The core New Relic product: observability
Every app that you use on the internet is running on a server somewhere. Developers need to understand what’s going on with their apps and servers so that things run smoothly: they’re checking for how fast things run, what errors they run into, spikes in traffic, and stuff like that.
New Relic offers a comprehensive set of tools for doing all of this stuff, from application to infrastructure and beyond (Datadog is a useful comparison). You start by installing New Relic agents (like little cameras) on your infrastructure, and gathering data. Then you can build interactive visualizations, set up alerts, and dig deeper into specific patterns you’re seeing.
A brief, brief history of deployment
Every app that you use on the internet is running on a server somewhere. Until recently, that used to literally mean one server - a giant computer - so you had whatever computing power you had, and you had one place to look if you wanted to know why things were broken – or worse, why things were slow. There were basic utilities in Linux – the standard server operating system – for monitoring a lot of this stuff, like the htop command – which is still used a lot, mind you – but this was mostly a reactive process. Something would go wrong, and you’d check why.
Then a few things changed:
Infrastructure got easier, but more complicated
The one-app-one-server paradigm is not very true anymore. Most major apps now run as distributed systems, or a set of multiple, interconnected servers. It is obviously harder to debug many servers than it is to debug one server; but that’s only part of the problem.
With everything running on Docker, the concept of “servers” got a lot more complicated, because there was a thick layer of abstraction between your code and what infrastructure it was running on. Docker> creates a standalone container on your servers; now, something can be wrong with your server or that container, or even the relationship between the two.
And in addition to that increased surface area, it also meant nicher things to worry about, like your Kubernetes cluster having a hard time restarting pods. New approaches to infrastructure – as well as new layers for managing that infrastructure – means monitoring is much more complex than it used to be.
The internet got bigger
As the internet became widely available, apps are now used by like, billions of people. So when 2 billion people are loading Facebook.com every hour as opposed to 200, a lot more things can go wrong, both in terms of surface area (bigger products) and in terms of having just so many people hitting your servers. Supporting an app that’s trying to handle hundreds of millions of requests per second is very different from one that’s handling thousands. And in addition to that, it’s more and more important to fix things quickly, since there are always a lot of people trying to use what’s broken.
Everything moved to the cloud
The last important change to keep in mind: most apps you access today are sending data across the web, instead of running on your company’s local data center. The cloud is great! Companies can get set up way faster, for much cheaper (initially), and get access to the fastest and best infrastructure around. But it also means that every single request you make from your browser – be it to fetch your emails or send a tweet – has to travel over the public web, instead of across little internal wires. That makes performance much more unpredictable; and doubly important to measure.

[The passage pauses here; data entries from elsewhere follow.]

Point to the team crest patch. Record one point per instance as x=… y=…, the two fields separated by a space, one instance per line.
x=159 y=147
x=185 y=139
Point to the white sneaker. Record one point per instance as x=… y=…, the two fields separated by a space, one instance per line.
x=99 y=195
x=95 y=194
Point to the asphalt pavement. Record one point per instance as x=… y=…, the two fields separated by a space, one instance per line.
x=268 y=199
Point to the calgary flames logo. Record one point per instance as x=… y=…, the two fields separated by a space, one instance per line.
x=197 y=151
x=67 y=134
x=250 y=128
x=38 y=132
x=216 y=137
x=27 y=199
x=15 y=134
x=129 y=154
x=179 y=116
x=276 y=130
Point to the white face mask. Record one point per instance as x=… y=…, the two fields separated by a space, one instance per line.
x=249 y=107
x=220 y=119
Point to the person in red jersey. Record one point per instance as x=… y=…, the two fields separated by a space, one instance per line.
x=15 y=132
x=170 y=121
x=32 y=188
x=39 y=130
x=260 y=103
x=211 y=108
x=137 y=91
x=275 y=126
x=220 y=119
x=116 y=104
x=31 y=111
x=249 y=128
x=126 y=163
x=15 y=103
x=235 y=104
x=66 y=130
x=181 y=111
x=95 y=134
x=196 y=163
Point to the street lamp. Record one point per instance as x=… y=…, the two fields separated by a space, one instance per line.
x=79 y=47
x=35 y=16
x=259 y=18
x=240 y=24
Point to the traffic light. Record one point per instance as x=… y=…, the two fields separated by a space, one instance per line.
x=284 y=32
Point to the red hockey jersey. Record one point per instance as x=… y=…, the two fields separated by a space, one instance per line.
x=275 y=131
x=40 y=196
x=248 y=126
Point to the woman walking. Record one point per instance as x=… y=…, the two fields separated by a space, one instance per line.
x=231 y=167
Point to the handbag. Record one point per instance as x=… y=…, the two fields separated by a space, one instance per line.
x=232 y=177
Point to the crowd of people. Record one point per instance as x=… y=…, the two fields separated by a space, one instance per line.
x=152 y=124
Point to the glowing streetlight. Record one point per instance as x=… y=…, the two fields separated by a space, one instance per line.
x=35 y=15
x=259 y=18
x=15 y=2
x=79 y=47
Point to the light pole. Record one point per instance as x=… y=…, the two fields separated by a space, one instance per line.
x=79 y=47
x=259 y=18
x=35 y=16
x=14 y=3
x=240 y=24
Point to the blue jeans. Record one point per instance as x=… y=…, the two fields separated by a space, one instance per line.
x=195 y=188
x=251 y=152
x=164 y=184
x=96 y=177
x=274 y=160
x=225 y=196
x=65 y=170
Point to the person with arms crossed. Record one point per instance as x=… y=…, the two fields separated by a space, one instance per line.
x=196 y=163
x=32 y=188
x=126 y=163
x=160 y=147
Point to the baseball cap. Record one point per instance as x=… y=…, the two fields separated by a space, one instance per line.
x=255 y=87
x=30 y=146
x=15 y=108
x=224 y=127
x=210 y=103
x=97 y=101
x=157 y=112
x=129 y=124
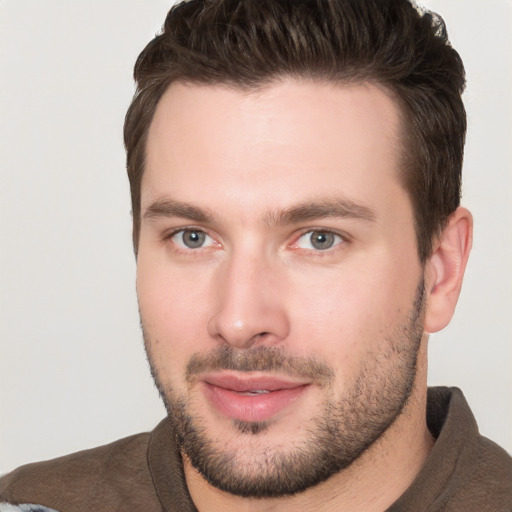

So in summary, developers were faced with more complex infrastructure and more pressure to understand, monitor, and keep that infrastructure running smoothly. This is part of why DevOps (development operations) started to become its own discipline – companies were employing teams of developers just to deploy and monitor infrastructure.
What teams are actually monitoring
To understand New Relic, you need to understand what monitoring is. Building your app is far from the finish line: once you get it out to your users, there’s an entire series of workflows around making sure it continues working, and that it’s fast.
There are two big pieces to modern application / infrastructure monitoring: your application and your infrastructure (i.e. both sides of the slash).